The difference is that elected officials can’t promise, ‘You will understand when you’re older,’ like mom and dad do.
Political officials have an obligation to help the public see the wisdom of their positions today, especially when making choices that will impact the state long after they are out of office and existence. This lease ends on 2081.
There are a number of things about Major Moves that make Hoosiers uncomfortable, including a no-compete clause that will limit the extent to which Indiana can improve S.R. 20 which runs along the toll road area.
No one is sure how the no-compete clause will affect development over the next 75 years. In fact, only Daniels and his attorneys know the full details of that clause and the contract in general. Other state legislators expect to find out those details this summer.
They also hope to find out how it is exactly the toll road consortium is to be given control of gas stations, hotels, restaurants and other businesses that would be built along the road, and how the consortium will be allowed to profit by those businesses. Those controls and profits are to be part of the contract which requires only Gov.

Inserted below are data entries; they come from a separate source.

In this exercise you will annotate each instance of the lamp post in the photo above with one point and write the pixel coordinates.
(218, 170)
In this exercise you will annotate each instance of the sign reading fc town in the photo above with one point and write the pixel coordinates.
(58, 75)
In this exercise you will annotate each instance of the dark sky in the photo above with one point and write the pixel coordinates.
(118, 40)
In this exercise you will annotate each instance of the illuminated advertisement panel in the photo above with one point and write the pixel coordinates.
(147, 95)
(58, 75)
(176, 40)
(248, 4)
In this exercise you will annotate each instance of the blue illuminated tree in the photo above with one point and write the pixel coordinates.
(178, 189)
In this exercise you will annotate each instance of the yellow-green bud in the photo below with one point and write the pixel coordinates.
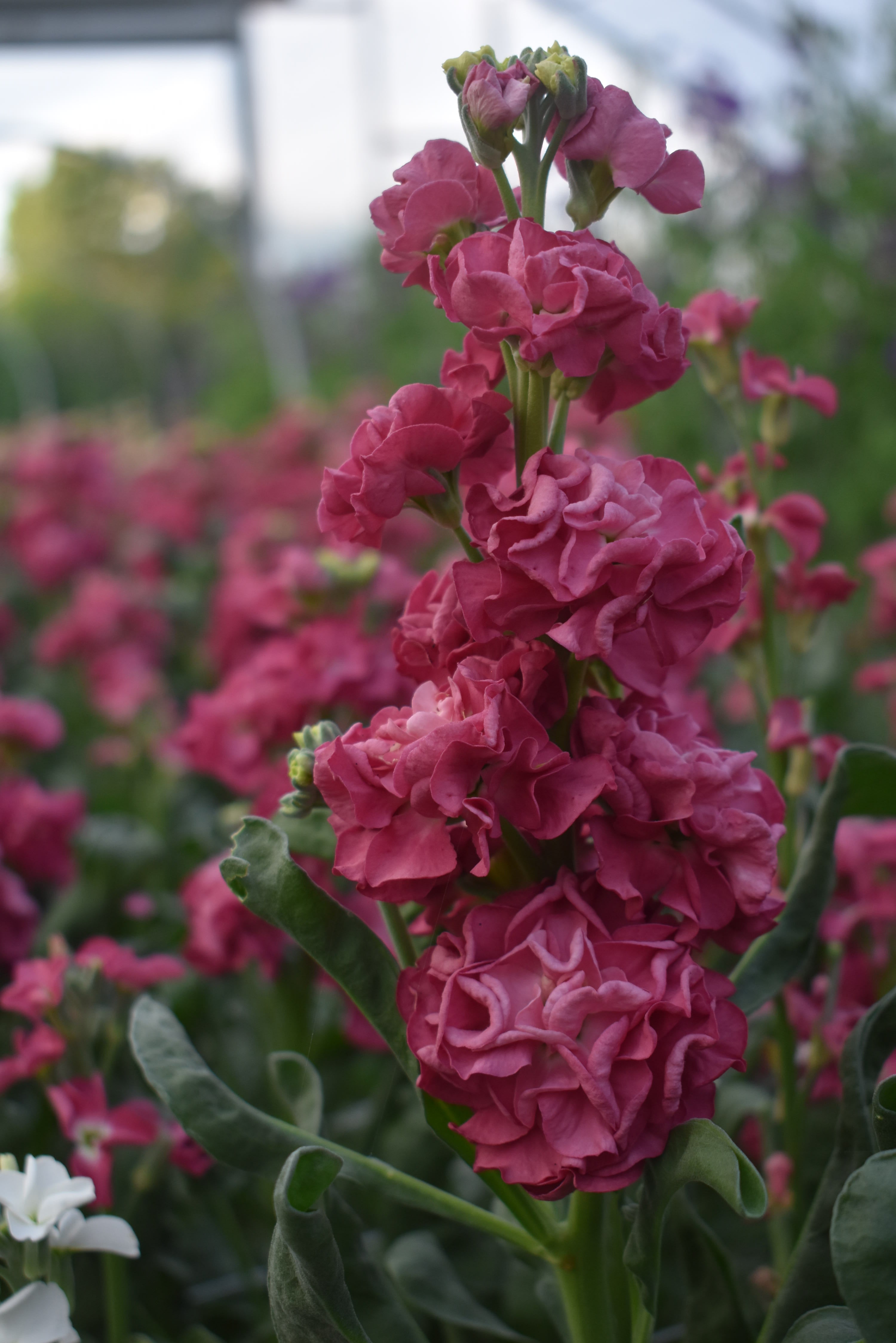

Daniels’ signature.
Like many economic decisions that burn fast and bright, evidence of Major Moves revenue at work should be visible all over the state before long, but it won’t last long.
That $3.8 billion is a big shot in the arm. It’s a brief high to be followed by an extended low. And some lawmakers say it isn’t nearly enough to fund all that is promised.
The revenue will help fund construction in the state’s 10-year plan, then the deal will leave Indiana with decades of lease agreement and new roads to maintain but no revenue stream from the Indiana Toll Road.
That leads to the obvious question: If the Indiana Toll Road is such a great investment, why don’t we continue operating it?
State Rep. Paul Robertson, D-Depauw, said he is asked that same question everywhere he goes. He knows the deal is to be awarded to the high bidder, but, as with the contract details, he doesn’t even know whose bid was second.
The Democrats suggested an alternative to outsourcing. They suggested selling bonds on future tolls to generate revenue for projects now while keeping the toll road under state control, but Gov. Daniels had vision ‘ tunnel vision.
Robertson and Sen. Richard Young, D-Milltown, both opposed the bill, but Republican majorities in the House and Senate pushed it through. Some legislators likely committed political suicide in the process.
In northwest Indiana, where the Indiana Toll Road was expected to eventually become a freeway, opposition was so strong that it took a lot of promising by the governor to sway the votes of state legislators in those districts.
Once those promises have been fulfilled, there won’t be enough money left over to do nearly what was originally planned, local lawmakers say. In any case, elections will be here long before those road and bridge projects are completed and soothing the wounds of misrepresented constituents.
The toll road deal is filled with unknowns, not just the details only Daniels knows but also unforeseeable risks involving the no-compete clause and outside management of the road. It begs the question of how much financial risk the government should be allowed to undertake with public dollars and infrastructure.
And Daniels wants to do it again. He already has future roads in mind for similar lease agreements, and he wanted the General Assembly to grant him the power to make those deals in the future without a vote. They did not.
It seems that granting the governor the ability to negotiate a contract, sight unseen, is as undemocratic as Republican legislators are willing to get.
The dynamic between the Daniels Administration and General Assembly is beginning to mirror that of the Bush Administration and Congress. Democracy only rears its head at election time.
Fortunately, that time isn’t far away. The public needs to elect a General Assembly that can keep this governor in check until his name is back on the ballot.